In the journey to developing Web3, we must understand what is motivating decentralization. We are attempting to reinvent the Web to address deficiencies. These deficiencies put individuals in jeopardy of censorship, cancellation, and political persecution. They are vulnerable at the hands of Big Tech platforms, state actors, and adversarial groups intent on harm. Historical ideals to preserve the “free and open Internet” have been abandoned. If a “free and open Internet” is to be preserved, it cannot rely on the honor and voluntary cooperation of humans. Technologies must become permissionless, trustless, and unassailable, so that dishonorable and uncooperative humans can coexist.

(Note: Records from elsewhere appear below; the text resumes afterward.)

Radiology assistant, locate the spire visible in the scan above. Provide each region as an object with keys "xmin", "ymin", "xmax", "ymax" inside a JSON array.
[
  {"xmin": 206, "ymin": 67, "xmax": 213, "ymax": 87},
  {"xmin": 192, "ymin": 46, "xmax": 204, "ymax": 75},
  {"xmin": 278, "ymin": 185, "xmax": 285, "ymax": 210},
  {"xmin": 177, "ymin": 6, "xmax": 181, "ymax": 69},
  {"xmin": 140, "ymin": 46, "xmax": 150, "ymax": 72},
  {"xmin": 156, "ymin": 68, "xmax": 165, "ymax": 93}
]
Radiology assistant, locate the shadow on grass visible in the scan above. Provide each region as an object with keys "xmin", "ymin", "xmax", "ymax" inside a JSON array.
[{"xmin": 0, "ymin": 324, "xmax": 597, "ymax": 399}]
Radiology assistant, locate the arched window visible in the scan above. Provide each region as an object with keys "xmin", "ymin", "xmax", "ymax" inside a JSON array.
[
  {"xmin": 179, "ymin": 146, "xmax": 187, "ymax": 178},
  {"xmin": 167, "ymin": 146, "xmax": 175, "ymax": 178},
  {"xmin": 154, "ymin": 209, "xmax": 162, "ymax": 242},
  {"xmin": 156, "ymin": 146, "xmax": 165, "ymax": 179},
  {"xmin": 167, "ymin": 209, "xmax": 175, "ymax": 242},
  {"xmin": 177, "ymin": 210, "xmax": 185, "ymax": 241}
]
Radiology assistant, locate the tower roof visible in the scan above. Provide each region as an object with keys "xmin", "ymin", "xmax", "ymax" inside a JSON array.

  1. Protect a user’s right to free speech by having the user take custody of their own data. Ensure that the user’s data cannot be made inaccessible.
  2. Protect a user’s right to free association. Ensure that the data in the user’s custody can be published to whatever audience the owner wishes to reach.
  3. Protect an audience’s right to free association. Ensure access to data published by others. Ensure that applications can compose that data for the intended use, including for social collaboration.
  4. Protect a user’s access to platform capabilities for providing the application services that process that data.
  5. Protect a user’s ability to transact business with others without being subject to third party intermediaries cancelling them.
  6. Protect a user’s privacy. Ensure the user can share their data only with others who are granted authorization. In some circumstances, a user may want to remain anonymous, so that their real-world identity cannot be exposed for doxxing. Hostile detractors often try to cancel people by targeting their business, sources of income, reputation, relationships, sensitive information, even their personal safety.

Let’s keep these requirements in mind as we explore technologies that can help realize Web. Restore the ideal of a free and open Internet in the face of large factions of society who are hostile to (or wobbly on) freedom and openness.

One thought on “What do we want from Web3?”

  1. I focused on the needs of end users, which amounts to the protection of rights. However, the preservation of a free and open Internet in the face of hostility to freedom and openness may require something more than humans can be entrusted to provide. There is a property called sovereignty that is novel to software. Sovereignty is manifest in Bitcoin. That is, the rules encoded in the protocol control the behavior of Bitcoin, but nothing outside the software has any power to alter those rules without becoming something other than Bitcoin. Neither coders, miners, nodes, or any external authority have any practical power to alter the rules or interfere with the operation of Bitcoin. This quality is unique to Bitcoin in the scope of digital money. Sovereignty is a quality that would be desirable to have in other technologies to strengthen Web3.